Client’s small business obtained an SBA 7(a) loan for $750,000. She and her husband signed personal guarantees exposing all of their non-exempt income and assets. With just 18 months left on the maturity date and payment on the remaining balance, the Great Recession of 2008 hit, which ultimately caused the business to fail and default on the loan terms. The 7(a) lender accelerated and sent a demand for full payment of the remaining loan balance. The SBA lender’s note allowed for a default interest rate of about 7% per year. In response to the lender's aggressive collection action, Client's husband filed for Chapter 7 bankruptcy in an attempt to protect against their personal assets. However, his bankruptcy discharge did not relieve the Client's personal guarantee liability for the SBA debt. The SBA lender opted to pursue the SBA 7(a) Guaranty and subsequently assigned the loan and the right to enforce collection against the Client to the SBA. The Client then received the SBA Official 60-Day Notice. After conducting a Case Evaluation with her, she then hired the Firm to respond and negotiate on her behalf with just 34 days left before the impending referral to Treasury. The Client wanted to dispute the SBA’s alleged debt balance as stated in the 60-Day Notice by claiming the 7(a) lender failed to liquidate business collateral in a commercially reasonable manner - which if done properly - proceeds would have paid back the entire debt balance. However, due to time constraints, waivers contained in the SBA loan instruments, including the fact the Client was not able to inspect the SBA's records for investigation purposes before the remaining deadline, Client agreed to submit a Structured Workout for the alleged balance in response to the Official 60-Day Notice as she was not eligible for an Offer in Compromise (OIC) because of equity in non-exempt income and assets. After back and forth negotiations, the SBA Loan Specialist approved the Workout proposal, reducing the Client's purported liability by nearly $142,142.27 in accrued interest, and statutory collection fees.

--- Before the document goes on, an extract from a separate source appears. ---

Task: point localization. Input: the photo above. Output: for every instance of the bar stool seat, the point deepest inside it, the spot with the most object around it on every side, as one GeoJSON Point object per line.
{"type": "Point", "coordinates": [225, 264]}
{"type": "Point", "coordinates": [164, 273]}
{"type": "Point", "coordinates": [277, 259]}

Without the Firm's intervention and subsequent approval of the Workout proposal, the Client's debt amount (with accrued interest, Treasury's statutory collection fee and Treasury's interest based on the Current Value of Funds Rate (CVFR) would have been nearly $291,030.

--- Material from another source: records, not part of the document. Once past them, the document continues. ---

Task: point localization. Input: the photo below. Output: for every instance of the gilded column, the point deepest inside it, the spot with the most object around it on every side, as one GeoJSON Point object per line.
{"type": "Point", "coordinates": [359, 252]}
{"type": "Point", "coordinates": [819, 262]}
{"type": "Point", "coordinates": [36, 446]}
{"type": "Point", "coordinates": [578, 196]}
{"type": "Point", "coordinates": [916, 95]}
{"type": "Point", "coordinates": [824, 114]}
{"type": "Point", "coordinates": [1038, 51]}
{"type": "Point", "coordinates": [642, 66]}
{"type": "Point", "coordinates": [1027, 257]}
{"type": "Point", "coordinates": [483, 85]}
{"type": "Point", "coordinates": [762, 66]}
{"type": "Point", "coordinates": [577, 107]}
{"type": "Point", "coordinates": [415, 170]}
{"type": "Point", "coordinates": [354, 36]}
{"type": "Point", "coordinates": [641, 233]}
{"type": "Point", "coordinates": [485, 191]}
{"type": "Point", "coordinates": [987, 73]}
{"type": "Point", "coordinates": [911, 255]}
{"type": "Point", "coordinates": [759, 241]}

Clients executed several trust deeds pledging seven (7) real estate properties and unconditional personal guarantees for an SBA 7(a) loan from the participating lender. The clients' small business failed and eventually defaulted on repayment of the loan exposing all collateral pledged by the clients. The SBA subsequently acquired the loan balance from the lender, including the right to liquidate and collect all pledged collateral pursuant to the trust deed instruments.
The Firm was hired to negotiate separate release of lien proposals for all 7 real estate properties. In preparation for the work assignment, the Firm Attorneys initiated discovery to secure records from the SBA and Treasury's Bureau of Fiscal Service. After reviewing the records and understanding the interplay between the lender and the SBA, the attorneys then prepared, submitted and negotiated the release of lien (ROL) for each of the 7 real estate properties for consideration.
After submitting the proposals, the assigned SBA Loan Specialists approved each ROL package - significantly reducing the total SBA debt claimed.